* Payrolls could influence expectations on Fed policy
* Dow on track to snap four-week losing streak
* Syria not main focus, but remains a market issue
* Futures up: Dow 13 pts, S&P 2.7 pts, Nasdaq 6.5 pts
By Ryan Vlastelica
NEW YORK, Sept 6 (Reuters) - U.S. stock index futures gained modestly on Friday, as investors were reluctant to make big bets following three straight days of gains and ahead of the monthly jobs report.
The nonfarm payroll report will be scrutinized for insight into the U.S. labor market and its implications for how long the Federal Reserve’s accommodative monetary policies will continue. Analysts expect 180,000 jobs to have been added in August, up from 162,000 added in the previous month. The unemployment rate is seen holding at 7.4 percent.
If the report comes in sharply above forecasts, it could cement expectations that the U.S. central bank will this month begin to slow its bond-buying stimulus program, which has been credited with fueling the S&P 500’s 16-percent gain in 2013.
“If the report comes in as expected, it won’t be a game changer for investors, but we should still see the market react well to the news,” said Adam Hewison, president and chief executive at INO.com Inc in Annapolis, Maryland.
Recent data have pointed to improvement on the employment front, with jobless claims falling to a near five-year low in the latest week.
The strong data and expectations for the Fed to being scaling back stimulus triggered a selloff in bonds, with the benchmark 10-year Treasury yield brushing against 3 percent. Analysts said the recent bond selloff could persist.
“Right now the idea of tapering is reflected in the market, and stocks have been able to hold on well and build on our skyrocketing so far this year,” Hewison said.
S&P 500 futures rose 2.7 points and were above fair value, a formula that evaluates pricing by taking into account interest rates, dividends and time to expiration on the contract. Dow Jones industrial average futures rose 13 points and Nasdaq 100 futures rose 6.5 points.
For the week thus far, the S&P 500 is up 1.4 percent, its best weekly performance since July. The Dow was on track to snap a four-week losing streak, rising 0.9 percent, while the Nasdaq is up 1.9 percent for the week.

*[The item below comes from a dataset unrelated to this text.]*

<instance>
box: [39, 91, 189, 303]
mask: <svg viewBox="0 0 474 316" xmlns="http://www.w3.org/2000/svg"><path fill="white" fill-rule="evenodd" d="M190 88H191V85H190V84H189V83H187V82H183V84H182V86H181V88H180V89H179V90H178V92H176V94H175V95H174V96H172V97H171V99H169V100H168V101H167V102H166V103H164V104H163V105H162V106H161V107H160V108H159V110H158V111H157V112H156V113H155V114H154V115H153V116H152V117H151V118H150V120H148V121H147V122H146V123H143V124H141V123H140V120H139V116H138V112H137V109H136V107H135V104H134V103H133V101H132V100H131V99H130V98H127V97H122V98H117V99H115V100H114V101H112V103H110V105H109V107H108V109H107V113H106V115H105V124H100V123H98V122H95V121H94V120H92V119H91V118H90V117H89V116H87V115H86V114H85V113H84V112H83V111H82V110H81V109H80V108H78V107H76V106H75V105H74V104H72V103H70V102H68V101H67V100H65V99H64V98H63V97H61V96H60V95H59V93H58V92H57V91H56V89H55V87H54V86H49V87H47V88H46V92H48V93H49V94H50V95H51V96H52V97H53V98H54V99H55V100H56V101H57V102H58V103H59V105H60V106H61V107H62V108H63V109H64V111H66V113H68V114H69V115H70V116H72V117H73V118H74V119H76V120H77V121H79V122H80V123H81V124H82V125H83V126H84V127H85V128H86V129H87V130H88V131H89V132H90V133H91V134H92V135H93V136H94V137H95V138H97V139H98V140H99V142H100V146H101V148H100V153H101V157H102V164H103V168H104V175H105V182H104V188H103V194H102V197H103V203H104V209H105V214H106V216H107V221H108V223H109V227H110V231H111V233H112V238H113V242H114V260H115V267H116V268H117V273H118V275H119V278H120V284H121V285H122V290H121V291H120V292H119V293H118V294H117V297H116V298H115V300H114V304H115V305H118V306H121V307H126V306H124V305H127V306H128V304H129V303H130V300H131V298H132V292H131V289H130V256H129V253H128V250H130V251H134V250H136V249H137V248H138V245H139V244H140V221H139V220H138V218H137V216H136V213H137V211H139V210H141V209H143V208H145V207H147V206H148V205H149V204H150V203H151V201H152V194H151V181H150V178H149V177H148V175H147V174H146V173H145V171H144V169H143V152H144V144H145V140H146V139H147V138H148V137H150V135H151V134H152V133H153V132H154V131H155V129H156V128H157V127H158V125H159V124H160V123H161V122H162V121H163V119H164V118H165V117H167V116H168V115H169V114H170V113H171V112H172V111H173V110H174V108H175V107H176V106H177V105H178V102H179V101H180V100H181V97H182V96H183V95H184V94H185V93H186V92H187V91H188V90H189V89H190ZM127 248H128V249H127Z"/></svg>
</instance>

Investors are continuing to assess the possibility of a U.S.-led strike against Syria in retaliation for an alleged chemical weapons attack against its civilians. U.S. President Barack Obama has received support in his bid to get Congressional authorization for a strike, though he also faces growing pressure at the Group of 20 summit in Russia not to use military force.
Syria has been a market driver over the past two week, sparking steep gyrations that have been amplified by light trading volume around holidays.
Energy prices have been among the most volatile amid the geopolitical uncertainty, with investors concerned that military action in the Middle East will weigh on oil supplies. Crude oil has spiked about 2 percent over the past two weeks and rose 0.6 percent on Friday.
Timken Co rose after the bell on Thursday after the company’s board approved a plan to spin off its steel business from its bearings and power transmission operations.
At least three brokers raised their price targets on Infoblox Inc a day after the network security company reported its fourth-quarter results. The stock jumped 15 percent to $40.60 in light premarket trading.
Wall Street edged up on Thursday, rising for a third day after strong data indicated economic conditions were improving.